Dessa forma, os ribeirinhos reconhecem que a conservação do ambiente
está diretamente ligada a manutenção das suas atividades, e consequentemente,
procuram manejar a área de forma harmônica.
Por fim, deve-se destacar que a principal vocação produtiva dos moradores
de Igarapé Grande não é representada pela agricultura, tanto que dentre 76
famílias, foram apontadas somente nove pelo informante principal para a
realização de entrevistas. Tal fato pode ser explicado pela localização da
comunidade Igarapé Grande em um ambiente de várzea, onde a influência da
pesca e extração do açaí é muito maior, fato também encontrado no estudo de
Richers (2010).
A produção proveniente do cultivo agrícola destina-se, principalmente, ao
autoconsumo diferentemente do extrativismo do açaí, que parte desta é voltada
para comercialização. A subsistência é um aspecto comum entre pequenos
produtores tradicionais, na qual a lógica do mercado ainda não exerce influencia
significativa, o que gera maior sustentabilidade social e ambiental (LIMA;
POZZOBON, 2005).
A produção agrícola em Igarapé Grande não vem produzindo grandes
impactos na conservação da biodiversidade na ilha, visto que os principais
processos de perda de biodiversidade são evitados como desflorestamento de
matas primárias, uso de insumos e fertilizantes agrícolas e destruição das matas
39
ciliares. E ainda, utilizam-se de processos que provocam menor impacto sobre a
biodiversidade, como, diversificação das espécies agrícolas, multiestratificação e
diversificação de espécies nos quintais, adubação orgânica, enriquecimento de
capoeiras dentre outros.
CONSIDERAÇÕES FINAIS
Os saberes ambientais expressam-se de forma mais ampla nos relatos dos
agricultores.

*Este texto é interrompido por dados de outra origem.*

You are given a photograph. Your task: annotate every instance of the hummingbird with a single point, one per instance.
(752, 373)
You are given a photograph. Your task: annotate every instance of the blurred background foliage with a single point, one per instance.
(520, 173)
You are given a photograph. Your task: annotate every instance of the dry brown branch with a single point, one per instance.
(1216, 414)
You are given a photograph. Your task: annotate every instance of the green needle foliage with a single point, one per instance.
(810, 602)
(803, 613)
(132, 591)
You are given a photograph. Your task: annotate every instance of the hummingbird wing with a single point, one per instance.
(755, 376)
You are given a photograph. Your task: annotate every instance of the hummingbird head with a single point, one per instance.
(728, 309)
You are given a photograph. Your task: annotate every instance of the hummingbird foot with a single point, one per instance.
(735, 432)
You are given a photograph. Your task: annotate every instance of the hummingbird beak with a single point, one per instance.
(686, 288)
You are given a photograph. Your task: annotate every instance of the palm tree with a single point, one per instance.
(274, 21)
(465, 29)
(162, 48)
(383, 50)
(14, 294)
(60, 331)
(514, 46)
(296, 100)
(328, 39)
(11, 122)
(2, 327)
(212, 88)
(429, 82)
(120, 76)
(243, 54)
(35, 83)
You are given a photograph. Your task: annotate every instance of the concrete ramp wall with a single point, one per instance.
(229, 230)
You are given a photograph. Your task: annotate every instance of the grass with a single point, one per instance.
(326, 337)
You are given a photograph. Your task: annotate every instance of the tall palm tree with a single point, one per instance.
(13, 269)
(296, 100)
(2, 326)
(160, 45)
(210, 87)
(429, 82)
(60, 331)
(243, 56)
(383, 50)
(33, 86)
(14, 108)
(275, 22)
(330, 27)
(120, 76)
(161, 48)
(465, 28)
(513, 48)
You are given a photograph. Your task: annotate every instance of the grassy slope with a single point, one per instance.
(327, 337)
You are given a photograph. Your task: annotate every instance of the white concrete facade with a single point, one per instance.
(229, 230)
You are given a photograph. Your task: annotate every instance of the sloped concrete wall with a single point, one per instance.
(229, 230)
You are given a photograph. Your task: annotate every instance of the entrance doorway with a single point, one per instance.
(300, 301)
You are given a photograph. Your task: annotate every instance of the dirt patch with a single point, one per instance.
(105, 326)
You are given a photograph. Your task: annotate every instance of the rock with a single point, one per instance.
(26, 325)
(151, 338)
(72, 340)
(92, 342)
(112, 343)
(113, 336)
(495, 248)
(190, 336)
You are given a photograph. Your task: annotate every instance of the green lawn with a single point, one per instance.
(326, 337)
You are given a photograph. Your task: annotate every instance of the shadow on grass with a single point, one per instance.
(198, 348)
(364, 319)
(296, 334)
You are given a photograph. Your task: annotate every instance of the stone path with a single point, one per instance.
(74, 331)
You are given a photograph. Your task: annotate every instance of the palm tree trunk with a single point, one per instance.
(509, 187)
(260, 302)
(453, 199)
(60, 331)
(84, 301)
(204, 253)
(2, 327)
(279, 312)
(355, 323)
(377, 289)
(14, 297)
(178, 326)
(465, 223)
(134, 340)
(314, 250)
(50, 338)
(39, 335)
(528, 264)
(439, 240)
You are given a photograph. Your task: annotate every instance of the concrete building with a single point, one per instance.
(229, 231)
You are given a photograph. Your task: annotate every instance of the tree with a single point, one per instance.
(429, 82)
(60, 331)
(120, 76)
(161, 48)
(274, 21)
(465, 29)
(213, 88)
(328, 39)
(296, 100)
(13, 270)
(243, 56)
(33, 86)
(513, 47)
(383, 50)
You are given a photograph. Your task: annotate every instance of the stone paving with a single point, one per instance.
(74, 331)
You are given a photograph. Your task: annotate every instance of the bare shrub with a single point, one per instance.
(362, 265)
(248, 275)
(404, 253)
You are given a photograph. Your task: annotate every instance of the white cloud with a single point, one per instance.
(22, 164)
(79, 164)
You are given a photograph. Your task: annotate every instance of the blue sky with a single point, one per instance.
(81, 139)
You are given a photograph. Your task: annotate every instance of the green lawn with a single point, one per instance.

Este fato era de certa forma esperado, visto que o conhecimento
sobre o ambiente e sua dinâmica é importantíssimo para a sobrevivência e
reprodução do modo de vida dos entrevistados.
Os saberes ambientais estão fortemente ligados a alguns princípios da
conservação da biodiversidade como os saberes sobre tempo de pousio,
crescimento da vegetação secundária e seus impactos no desenvolvimento do
plantio. Além disso, percebeu-se saberes ligados diretamente à conservação, uma
vez que os entrevistados reconhecem o impacto do desmatamento no equilíbrio
ecológico, consequentemente, na manutenção da biodiversidade.

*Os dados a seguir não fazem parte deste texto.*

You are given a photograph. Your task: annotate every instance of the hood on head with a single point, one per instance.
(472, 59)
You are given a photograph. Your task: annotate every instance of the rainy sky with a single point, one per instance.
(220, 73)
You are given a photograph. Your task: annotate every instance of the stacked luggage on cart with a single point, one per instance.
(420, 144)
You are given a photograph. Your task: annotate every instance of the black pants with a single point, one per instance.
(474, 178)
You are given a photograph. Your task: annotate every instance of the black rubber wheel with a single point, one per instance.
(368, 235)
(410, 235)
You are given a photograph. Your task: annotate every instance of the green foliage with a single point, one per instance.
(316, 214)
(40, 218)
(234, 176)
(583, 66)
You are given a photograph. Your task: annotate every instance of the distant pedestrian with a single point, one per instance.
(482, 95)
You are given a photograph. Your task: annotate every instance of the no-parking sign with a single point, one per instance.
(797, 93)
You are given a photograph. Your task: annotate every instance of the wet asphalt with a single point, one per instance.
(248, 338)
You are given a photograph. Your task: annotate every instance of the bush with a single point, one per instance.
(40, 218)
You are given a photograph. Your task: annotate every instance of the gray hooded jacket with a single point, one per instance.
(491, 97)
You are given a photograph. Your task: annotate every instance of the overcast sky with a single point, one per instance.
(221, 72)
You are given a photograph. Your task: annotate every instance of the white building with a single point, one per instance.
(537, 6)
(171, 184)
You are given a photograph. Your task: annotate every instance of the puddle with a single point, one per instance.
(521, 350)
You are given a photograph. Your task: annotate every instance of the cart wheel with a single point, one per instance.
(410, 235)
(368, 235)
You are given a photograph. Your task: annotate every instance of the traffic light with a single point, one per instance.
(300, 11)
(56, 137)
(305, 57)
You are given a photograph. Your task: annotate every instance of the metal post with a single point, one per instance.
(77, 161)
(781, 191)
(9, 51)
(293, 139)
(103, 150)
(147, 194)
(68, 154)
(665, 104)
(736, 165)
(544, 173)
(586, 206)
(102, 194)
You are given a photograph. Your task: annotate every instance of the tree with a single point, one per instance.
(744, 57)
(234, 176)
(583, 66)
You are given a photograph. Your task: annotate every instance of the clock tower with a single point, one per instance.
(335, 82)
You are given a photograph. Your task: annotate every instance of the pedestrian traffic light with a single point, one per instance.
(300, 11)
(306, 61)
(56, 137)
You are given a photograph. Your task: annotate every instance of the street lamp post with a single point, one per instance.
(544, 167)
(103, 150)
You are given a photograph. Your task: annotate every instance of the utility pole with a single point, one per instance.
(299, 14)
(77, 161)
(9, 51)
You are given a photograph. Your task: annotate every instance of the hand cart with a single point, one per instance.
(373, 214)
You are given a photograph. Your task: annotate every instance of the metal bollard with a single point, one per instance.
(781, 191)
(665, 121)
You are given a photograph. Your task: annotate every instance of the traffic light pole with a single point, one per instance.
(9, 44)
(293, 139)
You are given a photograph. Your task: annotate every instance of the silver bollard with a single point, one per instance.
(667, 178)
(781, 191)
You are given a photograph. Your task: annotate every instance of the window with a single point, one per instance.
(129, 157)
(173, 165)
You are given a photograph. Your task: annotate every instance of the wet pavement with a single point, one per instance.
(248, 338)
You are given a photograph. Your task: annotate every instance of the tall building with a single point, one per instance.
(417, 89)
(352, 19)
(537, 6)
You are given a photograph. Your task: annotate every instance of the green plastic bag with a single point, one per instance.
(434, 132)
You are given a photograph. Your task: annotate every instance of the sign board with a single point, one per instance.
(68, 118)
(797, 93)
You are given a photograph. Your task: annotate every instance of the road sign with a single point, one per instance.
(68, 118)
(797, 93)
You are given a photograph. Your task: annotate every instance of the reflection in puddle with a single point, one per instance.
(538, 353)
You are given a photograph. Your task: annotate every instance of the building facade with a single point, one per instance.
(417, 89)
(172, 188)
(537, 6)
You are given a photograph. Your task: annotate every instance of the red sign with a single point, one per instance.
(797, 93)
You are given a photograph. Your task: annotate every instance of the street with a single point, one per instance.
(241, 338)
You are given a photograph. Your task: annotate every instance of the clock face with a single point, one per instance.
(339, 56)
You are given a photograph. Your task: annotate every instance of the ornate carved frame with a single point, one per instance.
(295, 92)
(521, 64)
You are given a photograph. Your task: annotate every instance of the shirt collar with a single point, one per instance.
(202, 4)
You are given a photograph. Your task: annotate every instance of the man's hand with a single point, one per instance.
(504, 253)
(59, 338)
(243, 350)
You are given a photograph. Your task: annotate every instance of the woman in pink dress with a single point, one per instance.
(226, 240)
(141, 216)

De forma geral, os moradores de Igarapé Grande percebem a sua
dependência dos recursos naturais e tem o entendimento das consequências da
exploração desordenada, por isso procuram utilizar a biodiversidade para tão
somente suprir suas necessidades de sobrevivência. Portanto, consideram a
agricultura como uma atividade de subsistência que não afeta a dinâmica na ilha.
Contudo, é preciso considerar que os agricultores percebem uma forte
pressão do mercado para ampliação das fronteiras agrícolas na ilha de João Pilatos.
E frente à valorização econômica de alguns produtos agrícolas (como a farinha),
estes vislumbram uma forma de emancipação e desenvolvimento. No entanto, são
limitados pela baixa capacidade de investimento na atividade e pela reduzida mão
de obra.
Faz-se necessário a formulação de políticas públicas que não somente
atuem de forma restritiva proibindo o uso dos recursos naturais, ou então,
regulamentando suas atividades. É preciso compreender as demandas dessas
populações ribeirinhas, seu modo de vida e os meios que eles utilizam para sua
reprodução física, cultural e social.
A realização deste estudo, juntamente com outros que enfoquem as demais
atividades realizadas pela comunidade, aliados à estudos econômicos poderiam
indicar soluções mais favoráveis ao desenvolvimento social, econômico e cultural
da comunidade Igarapé Grande.
Pesquisas que tratem do uso das espécies florestais (madeireiras e não
madeireiras) e da aquicultura também poderão apontar eventuais práticas locais
40
relacionadas à conservação da biodiversidade. Somente com informações acerca
de todas as atividades realizadas pelos grupos humanos da Ilha de João Pilatos é
que será possível caracterizar um panorama conservacionista nesta ilha.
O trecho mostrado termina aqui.